I just bought all the supplies to do my trunk about 3 weeks ago, with all the fiberglass mat, resin, hardener, disposable brushes, rubber gloves, fabric, bondo, dynamat extreme etc, it ran about 200 bucks.

an 8 square foot sheet of fiberglass mat here is 5 bucks, cloth is 5 bucks as well, resin was 25 bucks for like a half gallon container, 10 bucks for a gallon of bondo and hardener, then there were miscellaneous fee's for lumber to build wood molding, and about 24 square feet of 60/40 fleece (stretchy kind) to build the base for the shell molding that the mat ultimately goes on.

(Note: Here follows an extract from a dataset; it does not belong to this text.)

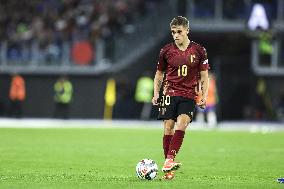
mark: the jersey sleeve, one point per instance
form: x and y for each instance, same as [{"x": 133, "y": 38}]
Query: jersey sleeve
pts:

If you do it like this you can still have a grocery getter, mine is a aily driver and theresplenty of room in the trunk for groceries, and then i have backseats if i run outta room in the trunk. If you do decide to make it a thumping grocery racer, make sure you drop an extra hundred bucks or two on dynamatting your trunk.


----------



## sr20 805 (Oct 7, 2002)

make sure to post pics after you are done nissan tuner


----------



## sr20 805 (Oct 7, 2002)

btw, i went out and got these neon tubes from fry's electronics for 20$......theyre pretty cool, the adapter for the cigarette lighter has an on/off switch built in......also it has some kind of converter and u can disconnect the cables(instead of cutting them) and u can splice them into whatever u want..


----------



## Guest (Jan 13, 2003)

if you are worried about blowing your tubes you could always put a inline fuse at about fifteen and this would help prevent blowing your tubes. you will want to hook up to the trunk light because it is constant hot that is activated by a switch unlike the plate lights which only come on when you turn on your lights.


----------



## sr20 805 (Oct 7, 2002)

turborcr9 said:


> *if you are worried about blowing your tubes you could always put a inline fuse at about fifteen and this would help prevent blowing your tubes. you will want to hook up to the trunk light because it is constant hot that is activated by a switch unlike the plate lights which only come on when you turn on your lights. *


i thought the trunk light only comes on when u open the trunk??


----------



## Guest (Jan 14, 2003)

you are right that is what i was saying that the trunk light switch turns it on when you open your trunk so therfore they would not be on all the time just when you open the trunk. Cause you wouldnt want them on all the time when you have your lights on whats the point in that nobody is going to see them anyways until you open the trunk so why not have them come on when you open it.


----------